Inventory in the Philippines fell 5.7 percent to 2.0 million tonnes as of Feb. 1, good for 59 days of national usage, from 2.12 million tonnes at the start of the year, the Bureau of Agricultural Statistics (BAS) said in a report.
The NFA’s stockpile rose 67.1 percent to 460,000 tonnes, however, thanks to the partial delivery of rice purchased in November from Vietnam.

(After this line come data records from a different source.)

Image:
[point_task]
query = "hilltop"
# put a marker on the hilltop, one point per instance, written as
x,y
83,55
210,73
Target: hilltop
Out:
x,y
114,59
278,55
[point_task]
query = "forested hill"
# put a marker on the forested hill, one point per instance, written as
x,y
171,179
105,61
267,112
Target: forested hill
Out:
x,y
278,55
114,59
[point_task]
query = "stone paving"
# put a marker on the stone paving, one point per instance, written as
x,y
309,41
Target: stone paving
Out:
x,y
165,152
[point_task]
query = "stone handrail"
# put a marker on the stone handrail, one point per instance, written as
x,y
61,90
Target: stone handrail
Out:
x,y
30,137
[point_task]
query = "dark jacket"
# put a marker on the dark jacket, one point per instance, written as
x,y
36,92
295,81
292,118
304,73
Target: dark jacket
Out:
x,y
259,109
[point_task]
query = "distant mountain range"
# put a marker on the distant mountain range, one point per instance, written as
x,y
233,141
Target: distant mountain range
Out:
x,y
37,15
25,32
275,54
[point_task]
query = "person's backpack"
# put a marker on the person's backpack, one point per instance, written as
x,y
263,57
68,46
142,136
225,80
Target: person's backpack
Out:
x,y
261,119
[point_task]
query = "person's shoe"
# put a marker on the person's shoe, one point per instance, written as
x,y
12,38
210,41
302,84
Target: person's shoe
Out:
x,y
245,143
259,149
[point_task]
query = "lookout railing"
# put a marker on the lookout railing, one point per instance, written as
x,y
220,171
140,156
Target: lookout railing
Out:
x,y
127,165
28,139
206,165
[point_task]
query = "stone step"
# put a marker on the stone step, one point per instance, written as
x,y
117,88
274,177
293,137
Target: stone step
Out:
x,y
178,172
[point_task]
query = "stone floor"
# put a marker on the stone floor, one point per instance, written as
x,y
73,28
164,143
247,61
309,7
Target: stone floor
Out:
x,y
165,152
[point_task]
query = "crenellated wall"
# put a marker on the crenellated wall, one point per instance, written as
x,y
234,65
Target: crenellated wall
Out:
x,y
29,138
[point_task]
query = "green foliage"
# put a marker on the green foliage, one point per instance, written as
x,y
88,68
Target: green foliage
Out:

But that was good for only 14 days of consumption, below the mandatory 15 day-minimum.
While bumper harvests in other countries have stoked a global rice glut, prices in the Philippines have climbed around 4 percent in the last few months after Typhoon Haiyan devastated key growing regions and as the government clamps down on smugglers looking to avoid hefty taxes.
Stocks in commercial warehouses fell 18.7 percent and those in households dropped 15.6 percent, the data showed.
The average retail price of well-milled rice rose 0.64 percent from a week ago to 40.63 pesos ($0.92) per kilogram as of March 4, BAS said in a separate report.
Vietnam’s official Tuoi Tre (Youth) newspaper on Monday quoted the Vietnam Food Association as saying the Philippines is gearing up to issue a tender to buy 800,000 tonnes of rice.
But Manila has yet to confirm any purchases beyond 500,000 tonnes it bought from Vietnam in a government-to-government deal in November.
“There is a lot of speculation but we haven’t really finalised anything at the moment,” said Dennis Arpia, a senior executive assistant at the NFA.
“But we have a mandate to boost and maintain a healthy buffer stock.”
The NFA is mandated to maintain a 30-day buffer stock during the lean growing season from July to September, double the level required at other times.
The NFA can buy rice from Vietnam, Thailand or Cambodia - the only three countries with which it has government-to-government supply agreements.
An NFA spokesman last week confirmed media reports that Manila has since late January doubled the amount of rice it has been releasing into markets from stockpiles most days, looking to curb price gains.
Meanwhile, Vietnam, the world’s No. 2 exporter of the grain after India, has lowered its price floor for exports of low-grade rice for the second time in a month to attract buyers amid the global supply glut.